Alison Kinnaird has been invited to show her installation ‘Unknown’ from 1-15 November.
This artwork is the artist’s response to the present state of conflict in so many parts of the world and the fact that we never seem to learn from the experiences of the past.
Glass seemed the ideal medium in which to comment on the fragility of human life in war.
This work was completed over a three-year period, and is made up of many uniquely engraved soldiers arranged in ranks – though they appear uniform, each is an individual.
There are references to the Terracotta Army of the Chinese emperors, as well as fairground shooting galleries.
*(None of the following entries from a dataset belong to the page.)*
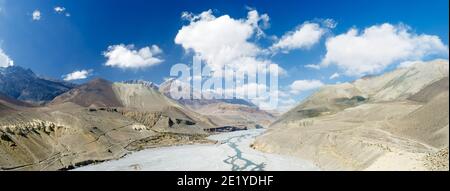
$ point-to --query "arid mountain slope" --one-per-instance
(224, 112)
(389, 122)
(88, 124)
(96, 93)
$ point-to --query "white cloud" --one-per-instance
(334, 76)
(224, 41)
(375, 48)
(59, 9)
(36, 15)
(5, 61)
(77, 75)
(304, 37)
(299, 86)
(124, 57)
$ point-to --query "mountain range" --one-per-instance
(395, 121)
(23, 84)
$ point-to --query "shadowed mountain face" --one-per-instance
(224, 112)
(394, 121)
(96, 93)
(22, 84)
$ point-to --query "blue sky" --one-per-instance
(57, 44)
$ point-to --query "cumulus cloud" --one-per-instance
(125, 57)
(313, 66)
(5, 61)
(224, 41)
(334, 76)
(329, 23)
(36, 15)
(375, 48)
(299, 86)
(77, 75)
(303, 37)
(59, 9)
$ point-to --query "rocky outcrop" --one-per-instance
(387, 122)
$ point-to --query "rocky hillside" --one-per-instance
(388, 122)
(24, 85)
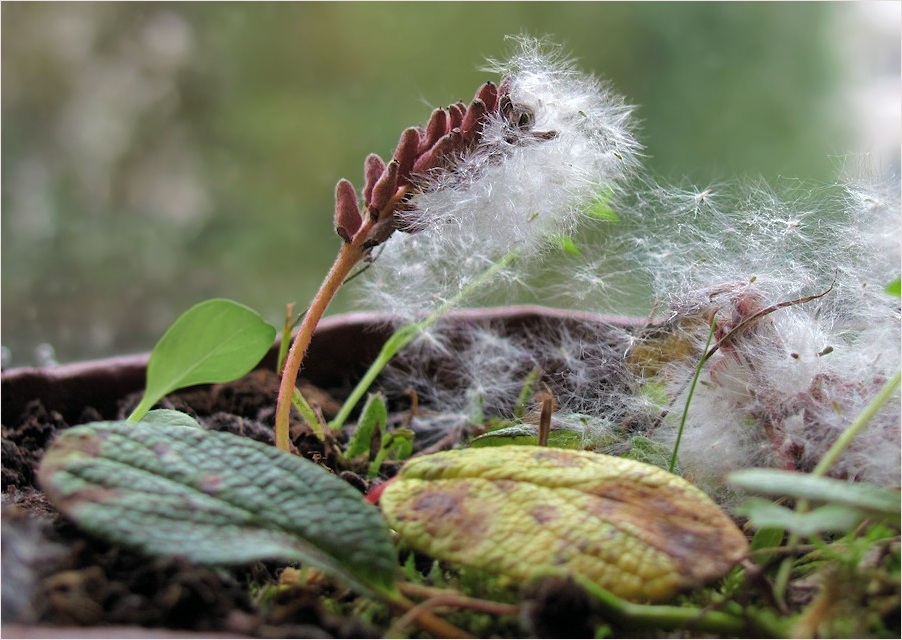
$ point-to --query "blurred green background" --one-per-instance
(158, 154)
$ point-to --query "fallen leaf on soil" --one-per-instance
(168, 487)
(528, 512)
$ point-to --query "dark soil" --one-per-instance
(53, 574)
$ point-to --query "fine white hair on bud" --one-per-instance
(558, 139)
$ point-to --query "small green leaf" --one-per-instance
(166, 486)
(214, 341)
(396, 445)
(523, 434)
(373, 419)
(766, 538)
(764, 514)
(869, 498)
(601, 208)
(567, 245)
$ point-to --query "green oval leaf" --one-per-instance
(215, 498)
(214, 341)
(529, 512)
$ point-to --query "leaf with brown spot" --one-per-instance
(168, 487)
(528, 512)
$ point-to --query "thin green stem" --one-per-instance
(692, 385)
(784, 572)
(407, 333)
(672, 618)
(837, 448)
(300, 403)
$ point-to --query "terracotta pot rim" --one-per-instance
(341, 343)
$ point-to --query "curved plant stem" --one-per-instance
(692, 385)
(422, 616)
(838, 447)
(781, 582)
(349, 255)
(407, 333)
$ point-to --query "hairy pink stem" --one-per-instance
(349, 255)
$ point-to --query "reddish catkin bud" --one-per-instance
(456, 112)
(435, 129)
(347, 215)
(439, 151)
(384, 188)
(406, 153)
(488, 93)
(472, 124)
(373, 167)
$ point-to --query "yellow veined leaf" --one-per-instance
(530, 512)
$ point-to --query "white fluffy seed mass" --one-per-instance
(517, 192)
(794, 280)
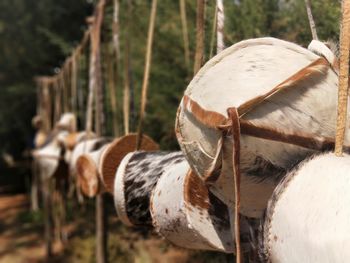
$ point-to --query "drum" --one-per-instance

Also included are a number of civilian figures – ‘collateral damage’ affects us all.
Kinnaird combines the ancient art of wheel-engraving with modern techniques of water-jet cutting, sand-blasting, LED lighting, and hand painting on the textile background.
The installation was initially exhibited in the Scottish Parliament in 2014, before going on display in various venues in Scotland; touring a number of Art Galleries, Museums and National Trust properties, in association with Poppy Scotland.
Alison has an international reputation as an artist working in glass. Born in Edinburgh, she studied Archaeology and Celtic Studies at Edinburgh University, but discovered glass-engraving in the studio of Harold Gordon in Forres.
She has work in many public and private collections throughout the world, including the V&A Museum, Corning Museum of Glass, NY and the Scottish National Portrait Gallery.
In 2002 she received a Creative Scotland Award which allowed her to experiment with combining light and glass, resulting in Psalmsong, now in the Scottish Parliament Collection. She also has a parallel career as one of the foremost players of the Sottish harp, and in 1997 was awarded MBE for services to Art and Music.